Examen de pista A2 Móstoles: Los 3 puntos donde todo el mundo suspende (y cómo evitarlos)
Si vives en la Comunidad de Madrid y has decidido sacarte el carnet A2, hay una palabra que resuena en tu cabeza con eco de leyenda: Móstoles. El Centro de Exámenes de la DGT es el escenario donde miles de aspirantes se enfrentan al circuito cerrado.
En 2026, el examen no ha cambiado en su forma, pero sí en la exigencia. Los examinadores en Móstoles son famosos por su ojo clínico. No solo buscan que no toques una línea; buscan que domines la máquina. Tras años preparando alumnos, hemos identificado los tres «agujeros negros» donde se pierden la mayoría de los aptos.
1. El pasillo de las paralelas: El primer filtro psicológico
Es el primer ejercicio. Tienes que pasar entre dos franjas metálicas (o pintadas) de escasos centímetros de ancho sin tocarlas ni poner un pie en el suelo. Parece fácil, pero en Móstoles el viento suele soplar de costado y los nervios te hacen «puntear».
- El error fatal: Mirar a la rueda delantera o a las líneas. Si miras el suelo, tu equilibrio desaparece. Tu cerebro interpreta que te vas a caer y te obliga a sacar el pie.
- La solución de experto: Fija la mirada en el horizonte, al final del pasillo. Entra con una velocidad constante, sin tirones de gas. Imagina que un hilo invisible tira de la parte superior de tu casco hacia el cielo. La moto sigue a tu mirada: si miras lejos, la moto irá recta.
2. El «Trébol» y el control del embrague en bajas
Después del zig-zag de los jalones, llega el giro de 180 grados para enfilar la zona de aceleración. Aquí es donde muchos alumnos «calan» la moto o tienen que apoyar el pie porque la moto se les cae hacia dentro.
- El error fatal: Cortar el gas por completo o entrar demasiado abierto.
- La técnica ganadora: Tienes que jugar con el punto de fricción del embrague. Mantén un pelín de gas y regula la velocidad con el embrague y el freno trasero (nunca el delantero aquí, o la dirección se cerrará). Esto mantiene la cadena en tensión y la moto estable. En Móstoles, el asfalto tiene buen «grip», así que confía en la inclinación.
3. El Circuito Rápido: El fantasma de los 25 segundos
El crono es el juez final.
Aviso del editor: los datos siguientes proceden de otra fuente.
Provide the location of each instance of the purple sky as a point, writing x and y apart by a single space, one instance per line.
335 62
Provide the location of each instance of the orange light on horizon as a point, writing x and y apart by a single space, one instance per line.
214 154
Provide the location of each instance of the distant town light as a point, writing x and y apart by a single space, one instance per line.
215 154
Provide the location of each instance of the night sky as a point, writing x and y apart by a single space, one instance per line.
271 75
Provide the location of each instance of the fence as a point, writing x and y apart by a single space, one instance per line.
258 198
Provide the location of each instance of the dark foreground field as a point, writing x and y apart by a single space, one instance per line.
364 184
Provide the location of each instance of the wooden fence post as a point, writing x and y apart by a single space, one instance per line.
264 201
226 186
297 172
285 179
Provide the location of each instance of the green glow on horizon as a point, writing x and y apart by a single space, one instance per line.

Tienes que ir y volver, esquivando conos y haciendo un cambio de sentido, en menos de 25 segundos.
| Punto Crítico | Riesgo de Suspenso | Consejo de Oro |
| Salida | Perder tiempo por miedo | Sal gas a fondo, no esperes a ver qué pasa. |
| Giro de 180º | Hacer un «recto» o frenar de más | Tumba la moto con decisión. El neumático aguanta más de lo que crees. |
| Frenada final | Desplazar el último cono | Frena con ambos frenos pero de forma progresiva. |
Nota importante: En Móstoles, el viento en la zona del circuito rápido puede ser traicionero. Si ese día sopla fuerte, mantén una postura más aerodinámica y no dejes que el aire te mueva la dirección.